Christopher Lehmann-Haupt, the presiding book critic for The New York Times in 1971, wrote one of the few reviews that, to my mind, treated Maurice with any respect. He spoke of it as a major work, that of an artist at the peak of his powers, and, to his surprise, he even preferred it to Howards End. He took this position before reviews appeared by critics like Noel Annan, writing for The New York Review of Books, who begins his piece as only an intelligence officer (and a Cambridge man) might: “It has for long been known that E.M. Forster had a novel that at first he could not, and then would not, publish in his lifetime.” Annan did not seem to have been among the many invited to actually read the book in manuscript, and in Forster’s diaries, published in 2011, Forster says of Annan, “He really is a shit.”

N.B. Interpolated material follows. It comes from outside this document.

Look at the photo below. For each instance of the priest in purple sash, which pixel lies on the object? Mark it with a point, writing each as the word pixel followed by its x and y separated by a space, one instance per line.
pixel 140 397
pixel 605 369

I am interested in whether a reader who knows nothing of Maurice or Forster will find Alec as involving or compelling as I did. I don’t have the answer yet. But what I would like to leave you with is that Forster’s work on behalf of our generation of queer writers did not begin with Maurice’s publication—rather, the novel’s publication was the culmination of what he did while he was alive. In the mentorships he cultivated with other writers, in the way he spoke out for those writers or in the ways they guided him, in his attempts to critique social class, colonialism, and Empire, he inspired many. Perhaps someday it will be seen this way. Who knows how many Forsters will be needed to make it so.